The Iranian regime does not recognize dual nationalities. This means that those arrested will not be able to seek diplomatic services and representation from the countries of which they are passport holders, as enshrined in the UN Vienna Convention. UN officials have described this growing practice as Iran’s "arbitrary deprivation of liberty of dual nationals.”
Analysts believe the arrests of dual nationals have been increasing since Iranian Supreme Leader Ayatollah Ali Khamenei pronounced some time ago that Western agents were “infiltrating” Iranian governmental bodies. They also believe this might be a pressure tactic on Western governments in light of the re-imposition of biting US sanctions on the Iranian economy, set in place after the Trump administration pulled out of the 2015 Iran nuclear deal
The nuclear deal set measures in place to end the international sanctions on Iran in return for greater restrictions on Tehran’s nuclear program.
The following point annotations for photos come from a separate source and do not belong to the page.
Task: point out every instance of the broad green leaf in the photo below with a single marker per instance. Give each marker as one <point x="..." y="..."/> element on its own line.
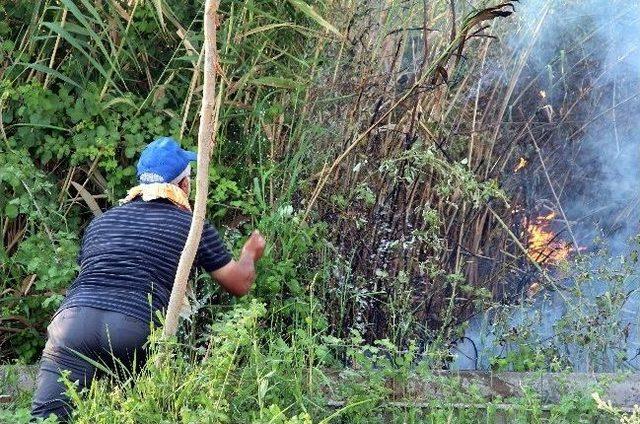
<point x="311" y="13"/>
<point x="11" y="210"/>
<point x="277" y="82"/>
<point x="45" y="69"/>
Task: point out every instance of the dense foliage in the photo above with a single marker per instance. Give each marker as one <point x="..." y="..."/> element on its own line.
<point x="365" y="141"/>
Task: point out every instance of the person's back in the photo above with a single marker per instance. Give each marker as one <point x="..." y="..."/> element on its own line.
<point x="128" y="261"/>
<point x="130" y="255"/>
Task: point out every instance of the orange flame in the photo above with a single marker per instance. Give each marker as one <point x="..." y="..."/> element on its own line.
<point x="543" y="244"/>
<point x="521" y="164"/>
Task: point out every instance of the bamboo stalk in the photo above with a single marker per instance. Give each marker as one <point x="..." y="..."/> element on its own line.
<point x="206" y="140"/>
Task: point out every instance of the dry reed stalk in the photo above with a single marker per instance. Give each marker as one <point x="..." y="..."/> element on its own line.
<point x="206" y="141"/>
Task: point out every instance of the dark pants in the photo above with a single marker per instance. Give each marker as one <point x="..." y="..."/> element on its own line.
<point x="108" y="338"/>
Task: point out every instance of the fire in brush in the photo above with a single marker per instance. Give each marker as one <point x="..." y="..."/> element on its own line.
<point x="544" y="245"/>
<point x="522" y="162"/>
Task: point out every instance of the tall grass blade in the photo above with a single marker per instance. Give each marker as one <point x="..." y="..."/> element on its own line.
<point x="315" y="16"/>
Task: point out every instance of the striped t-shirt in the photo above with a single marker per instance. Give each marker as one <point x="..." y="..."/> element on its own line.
<point x="130" y="254"/>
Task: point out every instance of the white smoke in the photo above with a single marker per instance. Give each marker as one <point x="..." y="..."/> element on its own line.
<point x="586" y="56"/>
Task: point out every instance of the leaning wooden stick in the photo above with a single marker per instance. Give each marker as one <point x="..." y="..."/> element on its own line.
<point x="206" y="141"/>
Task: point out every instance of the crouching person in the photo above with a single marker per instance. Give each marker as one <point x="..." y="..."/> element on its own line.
<point x="128" y="260"/>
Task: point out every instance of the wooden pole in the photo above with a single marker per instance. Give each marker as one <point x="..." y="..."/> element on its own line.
<point x="206" y="141"/>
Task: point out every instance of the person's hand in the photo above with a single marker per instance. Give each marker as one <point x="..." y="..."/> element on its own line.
<point x="254" y="246"/>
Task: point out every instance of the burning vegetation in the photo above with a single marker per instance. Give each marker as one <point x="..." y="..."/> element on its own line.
<point x="544" y="245"/>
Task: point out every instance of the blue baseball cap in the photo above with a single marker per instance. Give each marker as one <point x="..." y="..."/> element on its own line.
<point x="162" y="161"/>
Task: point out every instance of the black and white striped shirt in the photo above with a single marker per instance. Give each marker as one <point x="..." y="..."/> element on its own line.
<point x="130" y="254"/>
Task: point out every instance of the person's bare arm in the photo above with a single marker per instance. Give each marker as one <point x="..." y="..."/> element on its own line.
<point x="237" y="277"/>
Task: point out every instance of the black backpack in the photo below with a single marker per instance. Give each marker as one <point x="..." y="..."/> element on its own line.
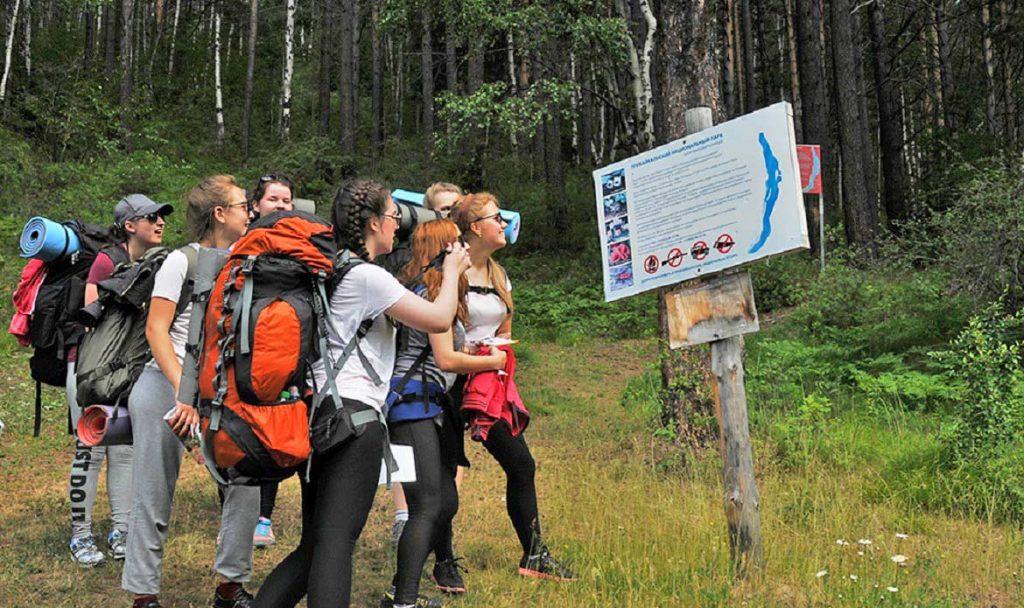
<point x="54" y="328"/>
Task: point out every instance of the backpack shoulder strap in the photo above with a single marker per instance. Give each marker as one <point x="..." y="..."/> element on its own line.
<point x="186" y="289"/>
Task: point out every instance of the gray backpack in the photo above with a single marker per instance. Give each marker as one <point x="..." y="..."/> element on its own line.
<point x="112" y="355"/>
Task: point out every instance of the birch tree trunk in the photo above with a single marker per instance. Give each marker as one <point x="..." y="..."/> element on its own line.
<point x="9" y="48"/>
<point x="860" y="212"/>
<point x="247" y="110"/>
<point x="377" y="86"/>
<point x="27" y="38"/>
<point x="286" y="86"/>
<point x="986" y="38"/>
<point x="427" y="78"/>
<point x="218" y="92"/>
<point x="324" y="80"/>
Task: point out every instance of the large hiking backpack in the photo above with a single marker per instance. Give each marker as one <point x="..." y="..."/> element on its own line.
<point x="265" y="323"/>
<point x="112" y="355"/>
<point x="53" y="329"/>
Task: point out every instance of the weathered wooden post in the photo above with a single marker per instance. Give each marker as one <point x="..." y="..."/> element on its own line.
<point x="696" y="210"/>
<point x="719" y="311"/>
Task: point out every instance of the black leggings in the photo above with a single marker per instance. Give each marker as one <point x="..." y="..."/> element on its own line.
<point x="433" y="502"/>
<point x="520" y="492"/>
<point x="335" y="506"/>
<point x="267" y="498"/>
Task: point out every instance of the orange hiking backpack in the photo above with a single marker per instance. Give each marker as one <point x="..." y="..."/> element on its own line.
<point x="264" y="326"/>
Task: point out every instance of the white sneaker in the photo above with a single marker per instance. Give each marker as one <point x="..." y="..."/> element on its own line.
<point x="85" y="553"/>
After the partial return of sanctions, the Iranian economy has been in free fall as the currency—the rial—has slipped to record lows. This instability has sparked several protests throughout the country
with calls to reform the political system, amounting to a direct challenge to the country’s Islamist leadership.
By making the arrests, Alavi claimed that his ministry had foiled a number of “terrorists” planning to set off bombs in metro stations and universities, Reuters reported. The minister, however, did not offer specifics about the alleged plots.
Sunni jihadist groups such as Al-Qaida and Islamic State (ISIS) consider the Islamic Republic, a majority Shi’ite country, an arch-enemy. These groups view Shi’ites as apostates of the Islamic faith. Last year, Islamic State terrorists carried out attacks on Tehran’s parliament and the mausoleum of Ayatollah Ruhollah Khomeini, the founder of Iran’s 1979 Islamic Revolution. At least 18 people were killed in the attacks. Since then, Iran’s security forces have been on heightened alert, investigating alleged terrorist cells throughout the country. It is unclear, though, if the recent arrests have anything to do with combating ISIS or other terrorist organizations.
Yossi Melman, an Israeli journalist and writer who specializes in security and intelligence affairs, told The Media Line that “Iran is exposing so-called ‘Zionist,’ American, British, and other Western spies.”
He explained that in many cases the arrests are based on fictions that serve various purposes, such a getting rid of internal enemies or boosting the morale of the public.
“From time to time, the Iranians arrest real spies,” Melman added. “But at times, these arrests are fairly ridiculous. Iranian intelligence officials once claimed that they busted a Zionist ring of a dozen or so squirrels found within the nation's borders. They claimed these rodents were being used to spy for Israel and Western powers.”
Mahan Abedin, an analyst of Middle Eastern politics and columnist based in London, told The Media Line that the arrests “come against a backdrop of heightened security concerns in Iran, partly because of the ratcheting up of US pressure.”
He explained that this is definitely not about purging domestic opponents as Iran already does that in an official manner for transparent political or security reasons.
“Iran has been struggling with a perennial issue of espionage by foreign powers, particularly by the US, UK, and Israel. But many other countries are involved in this game, trying to recruit human resources.”
This, he explains, presents a complicated picture. On one hand, there is a high level of espionage activities by adversary countries, but on the other, Iran is trying to build up its counter-intelligence capabilities.
“So Iran presents a very tough operational environment for foreign services trying to gather intelligence,” Abedin said, explaining that the Islamic Republic tries to keep the public informed while sending messages of deterrence against would-be infiltrators.
“One of the issues going on in Iran is the question of dual nationals. These are Iranians who hold some kind of foreign nationality, mostly European or North American. These people have been identified as security risks if they happen to work within the government or have close relations with it.”